Toy Story 4

25/06/2019

On pensait que le troisième volet de Toy Story était un adieu à nos jouets préférés or il n'était en fait qu'un au revoir avant la véritable et déchirante séparation. Toy Story 4 n'était sans doute pas essentiel mais force est de reconnaître qu'il met le point final à cette saga qui a marqué plusieurs générations.

Woody a toujours privilégié la joie de ses jeunes propriétaires - Andy puis Bonnie - et de ses compagnons, n'hésitant pas à prendre tous les risques pour eux, aussi inconsidérés soient-ils. L'arrivée de Fourchette, un nouveau jouet crée par Bonnie qui se considère comme un déchet, signe le début d'une aventure et l'occasion pour Woody de découvrir à quel point le monde peut être vaste pour un jouet.

Disons le franchement, la trilogie se suffisait à elle-même. Certes Toy Story 4 est un bon film d'animation, on apprécie de retrouver tous ces jouets mais il manque ce qui faisait le charme de cette "histoire de jouets", à savoir la relation avec Andy. 

 

Toutefois, impossible pour le spectateur de résister à l'appel de l'aventure. On retourne avec plaisir dans cet univers, d'autant plus que le réalisateur Josh Cooley parvient à nous faire passer par toutes les émotions.

 

L'humour fonctionne parfaitement et donne lieu à des scènes croustillantes, dont la scène post-générique, avant de laisser la place à un ton plus dramatique et une fin douce-amère qui fait monter les larmes aux yeux.

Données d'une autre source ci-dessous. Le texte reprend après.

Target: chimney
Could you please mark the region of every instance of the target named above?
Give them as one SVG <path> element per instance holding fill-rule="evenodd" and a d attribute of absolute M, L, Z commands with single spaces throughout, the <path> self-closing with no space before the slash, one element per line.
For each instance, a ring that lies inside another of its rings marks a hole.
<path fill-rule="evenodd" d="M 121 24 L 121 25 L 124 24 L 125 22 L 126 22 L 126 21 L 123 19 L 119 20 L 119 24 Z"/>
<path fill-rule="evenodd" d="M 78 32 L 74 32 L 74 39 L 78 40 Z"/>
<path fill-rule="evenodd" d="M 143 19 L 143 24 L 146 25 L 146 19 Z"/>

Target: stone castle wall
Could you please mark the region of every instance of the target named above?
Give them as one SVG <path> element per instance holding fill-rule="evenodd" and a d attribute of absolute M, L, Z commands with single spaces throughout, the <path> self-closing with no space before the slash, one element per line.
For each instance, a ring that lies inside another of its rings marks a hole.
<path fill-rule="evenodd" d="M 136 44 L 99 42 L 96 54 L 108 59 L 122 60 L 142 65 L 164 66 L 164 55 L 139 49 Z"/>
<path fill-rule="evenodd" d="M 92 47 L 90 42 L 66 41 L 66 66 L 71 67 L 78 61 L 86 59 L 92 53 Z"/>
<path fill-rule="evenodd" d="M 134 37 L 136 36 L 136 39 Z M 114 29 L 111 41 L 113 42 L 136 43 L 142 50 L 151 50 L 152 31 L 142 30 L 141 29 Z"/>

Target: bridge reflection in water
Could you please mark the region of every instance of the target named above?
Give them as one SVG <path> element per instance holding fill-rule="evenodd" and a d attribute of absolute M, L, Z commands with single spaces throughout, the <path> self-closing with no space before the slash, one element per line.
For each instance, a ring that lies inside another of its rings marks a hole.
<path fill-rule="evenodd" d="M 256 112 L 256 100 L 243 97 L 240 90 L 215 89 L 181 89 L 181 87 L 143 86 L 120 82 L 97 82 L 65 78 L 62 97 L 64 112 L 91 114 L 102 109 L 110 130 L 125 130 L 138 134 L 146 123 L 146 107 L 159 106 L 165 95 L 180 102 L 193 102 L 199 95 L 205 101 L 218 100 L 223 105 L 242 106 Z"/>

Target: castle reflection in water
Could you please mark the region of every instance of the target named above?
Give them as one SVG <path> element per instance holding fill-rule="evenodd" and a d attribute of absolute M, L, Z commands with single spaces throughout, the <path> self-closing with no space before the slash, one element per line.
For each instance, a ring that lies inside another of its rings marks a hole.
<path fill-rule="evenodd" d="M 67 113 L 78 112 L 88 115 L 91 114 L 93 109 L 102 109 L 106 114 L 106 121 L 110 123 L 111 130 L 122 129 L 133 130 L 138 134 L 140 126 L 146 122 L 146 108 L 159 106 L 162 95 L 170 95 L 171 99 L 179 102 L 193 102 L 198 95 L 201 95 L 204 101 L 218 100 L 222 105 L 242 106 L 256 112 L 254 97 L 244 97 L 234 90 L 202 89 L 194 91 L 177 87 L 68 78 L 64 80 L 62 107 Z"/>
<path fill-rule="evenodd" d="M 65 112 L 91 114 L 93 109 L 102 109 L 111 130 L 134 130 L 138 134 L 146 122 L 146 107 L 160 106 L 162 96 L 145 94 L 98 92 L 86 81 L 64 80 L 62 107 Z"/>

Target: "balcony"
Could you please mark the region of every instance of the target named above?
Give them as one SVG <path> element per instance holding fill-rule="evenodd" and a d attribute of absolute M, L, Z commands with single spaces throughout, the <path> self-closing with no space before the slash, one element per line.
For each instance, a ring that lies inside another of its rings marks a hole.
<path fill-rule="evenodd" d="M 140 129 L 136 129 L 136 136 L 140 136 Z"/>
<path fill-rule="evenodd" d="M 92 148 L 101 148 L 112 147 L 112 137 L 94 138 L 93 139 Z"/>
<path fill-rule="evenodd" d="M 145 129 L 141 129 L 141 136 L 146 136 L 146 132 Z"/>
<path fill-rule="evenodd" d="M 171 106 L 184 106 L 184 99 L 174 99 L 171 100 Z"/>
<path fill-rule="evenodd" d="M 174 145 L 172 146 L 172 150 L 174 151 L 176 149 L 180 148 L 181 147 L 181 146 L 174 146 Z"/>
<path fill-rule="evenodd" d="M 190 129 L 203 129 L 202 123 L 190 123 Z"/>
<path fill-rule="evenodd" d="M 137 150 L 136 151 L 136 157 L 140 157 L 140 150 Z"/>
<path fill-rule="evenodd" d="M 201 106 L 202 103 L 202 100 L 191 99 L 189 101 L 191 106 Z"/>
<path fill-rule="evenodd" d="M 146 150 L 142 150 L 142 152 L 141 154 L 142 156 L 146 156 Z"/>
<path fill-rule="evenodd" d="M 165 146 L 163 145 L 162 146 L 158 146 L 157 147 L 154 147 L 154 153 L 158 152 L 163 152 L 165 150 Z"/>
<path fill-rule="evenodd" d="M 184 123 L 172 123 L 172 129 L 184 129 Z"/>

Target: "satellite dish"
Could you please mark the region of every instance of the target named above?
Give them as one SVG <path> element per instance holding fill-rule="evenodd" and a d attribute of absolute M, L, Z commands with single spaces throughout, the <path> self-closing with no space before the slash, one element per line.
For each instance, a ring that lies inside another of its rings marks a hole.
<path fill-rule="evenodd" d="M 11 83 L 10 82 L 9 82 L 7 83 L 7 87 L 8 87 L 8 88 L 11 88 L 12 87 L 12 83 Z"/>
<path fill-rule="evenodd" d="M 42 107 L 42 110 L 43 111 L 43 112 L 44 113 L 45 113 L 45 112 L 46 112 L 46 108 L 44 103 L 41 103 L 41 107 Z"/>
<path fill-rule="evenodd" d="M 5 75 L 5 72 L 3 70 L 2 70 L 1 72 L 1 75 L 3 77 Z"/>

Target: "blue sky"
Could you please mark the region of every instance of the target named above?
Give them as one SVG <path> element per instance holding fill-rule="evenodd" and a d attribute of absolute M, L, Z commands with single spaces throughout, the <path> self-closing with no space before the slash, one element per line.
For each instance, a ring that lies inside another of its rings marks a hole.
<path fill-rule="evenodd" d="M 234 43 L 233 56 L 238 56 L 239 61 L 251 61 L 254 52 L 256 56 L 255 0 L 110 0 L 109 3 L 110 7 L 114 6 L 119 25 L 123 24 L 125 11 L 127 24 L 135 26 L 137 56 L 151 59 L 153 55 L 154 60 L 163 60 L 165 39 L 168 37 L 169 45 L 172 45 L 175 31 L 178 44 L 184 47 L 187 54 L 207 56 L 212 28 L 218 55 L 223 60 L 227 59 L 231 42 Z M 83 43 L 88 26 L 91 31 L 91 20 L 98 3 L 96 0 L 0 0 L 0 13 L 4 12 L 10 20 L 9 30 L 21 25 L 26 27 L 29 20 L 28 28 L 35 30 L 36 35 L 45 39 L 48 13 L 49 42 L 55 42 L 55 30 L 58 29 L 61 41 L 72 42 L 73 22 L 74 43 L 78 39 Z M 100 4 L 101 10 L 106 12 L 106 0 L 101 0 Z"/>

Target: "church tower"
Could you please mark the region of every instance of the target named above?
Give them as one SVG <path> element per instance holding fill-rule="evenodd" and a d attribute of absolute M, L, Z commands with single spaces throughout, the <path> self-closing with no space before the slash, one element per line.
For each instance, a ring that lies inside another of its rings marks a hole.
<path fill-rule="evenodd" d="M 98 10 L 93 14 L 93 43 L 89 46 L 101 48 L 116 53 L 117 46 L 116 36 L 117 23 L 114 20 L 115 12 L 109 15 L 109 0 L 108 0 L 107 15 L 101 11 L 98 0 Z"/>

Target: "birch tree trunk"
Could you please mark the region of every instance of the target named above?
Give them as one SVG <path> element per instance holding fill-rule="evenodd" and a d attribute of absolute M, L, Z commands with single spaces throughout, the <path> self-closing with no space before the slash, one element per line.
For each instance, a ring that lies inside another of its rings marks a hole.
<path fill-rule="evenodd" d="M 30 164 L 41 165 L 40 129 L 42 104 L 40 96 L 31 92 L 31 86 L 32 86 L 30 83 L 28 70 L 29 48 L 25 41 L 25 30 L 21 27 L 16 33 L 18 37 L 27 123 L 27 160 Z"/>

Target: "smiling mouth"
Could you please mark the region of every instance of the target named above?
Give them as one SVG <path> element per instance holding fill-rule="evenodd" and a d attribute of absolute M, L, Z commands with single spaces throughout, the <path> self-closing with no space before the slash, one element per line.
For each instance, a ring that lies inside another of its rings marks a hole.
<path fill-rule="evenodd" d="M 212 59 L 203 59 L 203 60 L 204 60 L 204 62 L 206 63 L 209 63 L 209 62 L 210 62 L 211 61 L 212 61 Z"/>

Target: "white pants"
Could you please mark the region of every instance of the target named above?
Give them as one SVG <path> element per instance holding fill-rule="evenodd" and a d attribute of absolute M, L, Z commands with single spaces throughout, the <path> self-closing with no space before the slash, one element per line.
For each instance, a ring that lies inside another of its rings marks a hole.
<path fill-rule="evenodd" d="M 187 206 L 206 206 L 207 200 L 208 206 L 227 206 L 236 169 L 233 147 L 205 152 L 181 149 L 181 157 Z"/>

Cooley parvient également à susciter la peur notamment avec des personnages qui donneront des sueurs froides aux automatonophobes (Automatonophobie : peur des poupées de ventriloques).

Si on peut regretter que les nouveaux jouets prennent le pas sur certains personnages iconiques, on est satisfait par les personnages qui arrivent dans ce quatrième volet, notamment le fameux Fourchette en pleine crise existentielle que Pierre Niney double à merveille.

 

En effet, le star-talent au niveau du doublage français fonctionne à peu près même si Jamel Debbouze et Franck Gastambide en font peut-être un peu trop mais en même temps, c'est dans le caractère de leurs personnages. Jean-Philippe Puymartin (Woody) et Richard Darbois (Buzz) sont quant à eux une nouvelle fois parfaits. 

Le film est aussi l'occasion de retrouvailles avec Bo, la bergère, qui a bien changé depuis Toy Story 2 mais quel plaisir de voir une femme forte et indépendante qui, dans un certain sens, reprend en mains les rênes de l'aventure, un peu à l'image de Bonnie qui vient remplacer Andy dans le rôle principal "humain". D'ailleurs, même si on peut s'identifier à plusieurs personnages, force est de constater que les passages avec Bonnie à l'école ou pendant le voyage rappelEront des souvenirs à certains. 

C'est là ce qui fait la force de Toy Story et ce depuis le début, parler aux différentes générations et devenir un film culte pour ces générations, le film regorge d'ailleurs de références aussi bien aux autres productions Pixar qu'à des films connus qui plairont aux amateurs de tout âge. 

Toy Story 4 est un beau film d'animation qui n'arrive cependant pas à la force émotionnelle du troisième opus. Toutefois, il a le mérite de ne pas être la suite de trop même s'il est désormais temps de refermer le coffre à jouets.